Researchers at Imec presented new findings at the 2025 IEEE International Electron Devices Meeting on stacking high-bandwidth memory (HBM) directly on top of graphical processing units (GPUs), a design that could dramatically increase memory bandwidth and compute density for future AI accelerators, tells IEEE Spectrum. In most modern AI systems, HBM sits beside the GPU on a 2.5D interposer; this layout minimizes data travel but still leaves room for improvement. By placing HBM directly above the GPU in a true 3D stack, bits could flow far more quickly between memory and processor, potentially boosting effective bandwidth by as much as four times over current designs.

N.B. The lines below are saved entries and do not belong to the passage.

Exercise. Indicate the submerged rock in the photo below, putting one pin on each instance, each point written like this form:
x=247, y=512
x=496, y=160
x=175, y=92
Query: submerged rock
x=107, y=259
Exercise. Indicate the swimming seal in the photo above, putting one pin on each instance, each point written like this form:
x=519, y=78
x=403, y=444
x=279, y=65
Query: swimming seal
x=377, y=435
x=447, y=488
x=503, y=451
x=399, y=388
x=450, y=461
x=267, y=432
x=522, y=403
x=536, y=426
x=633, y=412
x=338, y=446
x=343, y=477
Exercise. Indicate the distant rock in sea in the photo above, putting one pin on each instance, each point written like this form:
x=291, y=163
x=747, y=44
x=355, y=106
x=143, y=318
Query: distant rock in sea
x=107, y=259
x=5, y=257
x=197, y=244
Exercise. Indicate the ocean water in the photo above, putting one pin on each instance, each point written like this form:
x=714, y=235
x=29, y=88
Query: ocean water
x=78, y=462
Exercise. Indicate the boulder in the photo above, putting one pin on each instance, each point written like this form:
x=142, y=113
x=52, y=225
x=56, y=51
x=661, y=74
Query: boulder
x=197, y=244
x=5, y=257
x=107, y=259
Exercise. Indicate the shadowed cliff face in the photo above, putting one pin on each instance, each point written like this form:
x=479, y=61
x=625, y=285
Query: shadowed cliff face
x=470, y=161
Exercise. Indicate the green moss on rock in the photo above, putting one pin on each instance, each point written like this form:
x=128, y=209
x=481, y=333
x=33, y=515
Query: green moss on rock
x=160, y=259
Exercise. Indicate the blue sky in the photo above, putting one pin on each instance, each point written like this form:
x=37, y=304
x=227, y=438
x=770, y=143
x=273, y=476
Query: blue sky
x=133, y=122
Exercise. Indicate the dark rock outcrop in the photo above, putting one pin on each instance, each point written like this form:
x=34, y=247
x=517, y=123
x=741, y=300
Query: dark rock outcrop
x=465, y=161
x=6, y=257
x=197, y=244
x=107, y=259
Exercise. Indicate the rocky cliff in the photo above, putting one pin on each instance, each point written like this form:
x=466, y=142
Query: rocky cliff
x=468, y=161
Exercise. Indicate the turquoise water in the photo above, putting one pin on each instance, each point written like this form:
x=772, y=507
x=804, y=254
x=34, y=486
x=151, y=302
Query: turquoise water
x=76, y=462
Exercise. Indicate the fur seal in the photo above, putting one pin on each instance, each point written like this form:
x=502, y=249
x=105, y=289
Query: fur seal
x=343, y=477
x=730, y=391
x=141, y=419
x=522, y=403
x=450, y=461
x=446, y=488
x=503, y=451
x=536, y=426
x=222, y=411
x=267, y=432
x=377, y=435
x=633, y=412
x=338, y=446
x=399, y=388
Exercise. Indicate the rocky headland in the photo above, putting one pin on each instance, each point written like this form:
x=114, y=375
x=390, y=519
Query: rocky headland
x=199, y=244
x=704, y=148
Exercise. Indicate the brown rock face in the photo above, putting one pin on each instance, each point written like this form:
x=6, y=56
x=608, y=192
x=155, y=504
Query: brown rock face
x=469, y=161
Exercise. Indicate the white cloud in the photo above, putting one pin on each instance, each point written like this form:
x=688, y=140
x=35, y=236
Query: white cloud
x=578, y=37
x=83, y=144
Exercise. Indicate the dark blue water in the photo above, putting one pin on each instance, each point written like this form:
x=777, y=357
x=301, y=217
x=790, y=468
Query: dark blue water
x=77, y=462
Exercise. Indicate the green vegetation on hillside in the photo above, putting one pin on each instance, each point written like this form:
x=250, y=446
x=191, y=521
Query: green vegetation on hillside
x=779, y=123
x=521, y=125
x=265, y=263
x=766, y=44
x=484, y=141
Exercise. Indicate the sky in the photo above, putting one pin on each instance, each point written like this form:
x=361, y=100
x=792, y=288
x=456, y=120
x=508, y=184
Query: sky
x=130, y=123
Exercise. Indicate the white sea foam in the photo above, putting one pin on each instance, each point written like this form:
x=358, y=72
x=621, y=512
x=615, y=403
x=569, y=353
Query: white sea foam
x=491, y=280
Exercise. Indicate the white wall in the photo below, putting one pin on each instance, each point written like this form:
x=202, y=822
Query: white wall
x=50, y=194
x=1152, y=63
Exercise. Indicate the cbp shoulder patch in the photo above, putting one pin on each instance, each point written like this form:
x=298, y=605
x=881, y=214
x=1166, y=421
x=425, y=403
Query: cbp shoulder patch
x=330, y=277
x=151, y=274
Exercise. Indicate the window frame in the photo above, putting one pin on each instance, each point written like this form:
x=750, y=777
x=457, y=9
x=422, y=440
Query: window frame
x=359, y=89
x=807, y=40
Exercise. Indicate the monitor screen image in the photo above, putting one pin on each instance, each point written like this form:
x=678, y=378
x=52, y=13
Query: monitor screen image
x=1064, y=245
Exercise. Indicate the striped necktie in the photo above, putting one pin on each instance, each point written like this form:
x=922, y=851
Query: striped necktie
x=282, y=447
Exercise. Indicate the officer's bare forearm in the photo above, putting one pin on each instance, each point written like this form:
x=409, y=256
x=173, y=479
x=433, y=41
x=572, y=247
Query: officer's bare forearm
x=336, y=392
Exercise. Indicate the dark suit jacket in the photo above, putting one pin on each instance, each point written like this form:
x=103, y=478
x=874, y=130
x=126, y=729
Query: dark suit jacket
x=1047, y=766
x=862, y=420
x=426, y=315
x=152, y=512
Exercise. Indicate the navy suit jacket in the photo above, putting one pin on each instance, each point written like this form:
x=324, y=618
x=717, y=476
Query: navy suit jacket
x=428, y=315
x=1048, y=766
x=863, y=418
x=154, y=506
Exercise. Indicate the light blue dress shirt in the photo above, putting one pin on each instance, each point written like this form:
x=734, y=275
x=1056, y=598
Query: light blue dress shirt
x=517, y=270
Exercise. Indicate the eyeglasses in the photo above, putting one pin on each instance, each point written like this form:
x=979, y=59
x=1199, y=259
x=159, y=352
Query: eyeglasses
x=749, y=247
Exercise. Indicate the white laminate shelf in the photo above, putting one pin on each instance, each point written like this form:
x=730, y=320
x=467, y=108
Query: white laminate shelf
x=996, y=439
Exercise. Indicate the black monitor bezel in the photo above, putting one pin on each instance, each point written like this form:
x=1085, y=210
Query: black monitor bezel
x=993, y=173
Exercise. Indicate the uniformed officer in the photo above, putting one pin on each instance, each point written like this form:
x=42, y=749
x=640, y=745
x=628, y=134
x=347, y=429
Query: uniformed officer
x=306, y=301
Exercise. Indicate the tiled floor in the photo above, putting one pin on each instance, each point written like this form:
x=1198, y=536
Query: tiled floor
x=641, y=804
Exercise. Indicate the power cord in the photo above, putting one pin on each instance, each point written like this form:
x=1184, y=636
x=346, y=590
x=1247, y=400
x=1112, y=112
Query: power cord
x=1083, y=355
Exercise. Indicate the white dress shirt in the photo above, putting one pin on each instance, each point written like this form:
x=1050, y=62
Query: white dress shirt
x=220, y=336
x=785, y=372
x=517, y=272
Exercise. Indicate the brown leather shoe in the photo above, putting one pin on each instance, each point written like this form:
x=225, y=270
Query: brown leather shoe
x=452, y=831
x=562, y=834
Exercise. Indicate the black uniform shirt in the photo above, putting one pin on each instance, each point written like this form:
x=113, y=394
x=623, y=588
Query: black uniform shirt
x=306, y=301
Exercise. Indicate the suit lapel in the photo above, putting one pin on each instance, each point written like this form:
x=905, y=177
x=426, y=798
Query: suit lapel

The main obstacle for such tight integration is heat. Imec’s thermal simulations showed that, without mitigation, stacking HBM atop the GPU can roughly double operating temperature compared with conventional 2.5D packaging, pushing levels to more than 140°C—too hot for reliable operation. To address that, the team applied a system-technology co-optimization strategy. By merging memory stacks into wider units to eliminate heat-trapping regions, thinning the topmost dies, and adding thermal silicon and cooling on both the top and underside of the package, researchers brought peak temperature back down to near 70°C, roughly in line with current GPU thermal limits.
Another effective lever involved slowing the GPU clock. Because memory bandwidth, not raw logic speed, limits many AI workloads, slowing the processor while massively increasing memory throughput could still yield overall performance gains while cutting heat output.
Though the initial results are promising, Imec researchers emphasize that more work is needed to assess whether HBM-on-GPU will become a practical architecture. Other configurations, such as putting the GPU under the memory or exploring alternative cooling schemes, remain under investigation.